Friday 29 Apr, 2011



It's 1983 and it's general election time in the UK. I'm on my way to work, and as I walk down the Holloway Road in north London, I notice a billboard poster for the recently formed Social Democratic Party (SDP)*. I grin with wicked intent as I realise the opportunity that sits staring accross at me above the traffic. The billboard, in black and white, consists of a central photo of the glorious ‘gang of four’ positioned in acres of white background space with the slogan, "At last there‘s another choice" running in a black strip along the bottom. An ingenious piece of marketing just crying out for a spot of citizen feedback. I decide in favour of the ‘broad daylight approach’. Half an hour of letrasetting, photocopying and cut and paste later, and I'm back at the billboard site with a friend. I've equipped myself with overalls, ladder, bucket and paste, and clutching my prepared “intervention” I set about my task with an adopted air of nonchalance which I hope will be interpreted as the sort of behavior that reflects involvement in legitimate activity. My friend is across the road with a camera to record the results which we suspect will not outlive the day. I've underestimated the necessary height. The ladder doesn't quite reach and so I can't position things where I had intended, but there's no time for perfection, I have to work quickly. 




 



 

Not a radical example of graphic design. Not a revolutionary political act. Just an irresistible impulse, a prank. But prank or otherwise, there is still a worthwhile tale of fitting form and content to be told. Graphic design has little to do with why an expensive media campaign object was ‘vandalised’. It was an individual political act, albeit minor. It was informed by a personal history of ideas and commitments without which nothing would have taken place. But although little is possible without ideas, they are not in themselves enough.

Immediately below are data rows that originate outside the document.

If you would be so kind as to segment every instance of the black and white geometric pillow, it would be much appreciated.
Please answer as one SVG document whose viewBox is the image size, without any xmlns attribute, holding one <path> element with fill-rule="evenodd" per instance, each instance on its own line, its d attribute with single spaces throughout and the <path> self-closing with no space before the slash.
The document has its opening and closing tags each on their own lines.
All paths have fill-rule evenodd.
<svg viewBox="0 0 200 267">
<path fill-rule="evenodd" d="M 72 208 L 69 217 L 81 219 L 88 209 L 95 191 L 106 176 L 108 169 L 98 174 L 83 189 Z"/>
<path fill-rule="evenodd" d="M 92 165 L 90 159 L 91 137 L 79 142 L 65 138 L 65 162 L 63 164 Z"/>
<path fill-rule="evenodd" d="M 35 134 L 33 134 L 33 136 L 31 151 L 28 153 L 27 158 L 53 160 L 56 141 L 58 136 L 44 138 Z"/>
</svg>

Instead it is in the way that ideas are conceptualised and expressed visually that gives them power - the 'how' rather than simply the 'why' or 'what'. And it's at this point that knowledge related to graphic design practice comes into play. It's from the interest in visual languages and references that I drew my desire to craft my response; to not simply spray paint but to produce an intervention that was antithetic to the language with which the original had been constructed – thousands of pounds of ad agency fees, billboard site hire, large format screenprinting and political careerism versus a bit of letraset, photocopying, analogy to strip cartoons and an eye for the absurd. No direct political slogans either. Why exchange one monopoly of perception for another? Instead, just something to burst this design-engineered bubble of political confectionery masquerading as democratic choice. 

The Social Democratic Party (SDP) was a political party formed in 1981 (expired 1988) by four senior Labour Party 'moderates', (dubbed the 'Gang of Four') who broke away from the Labour Party. They were Roy Jenkins, David Owen, Bill Rodgers and Shirley Williams. They gained a popular reputation for the high opinion they seemed to have of themselves.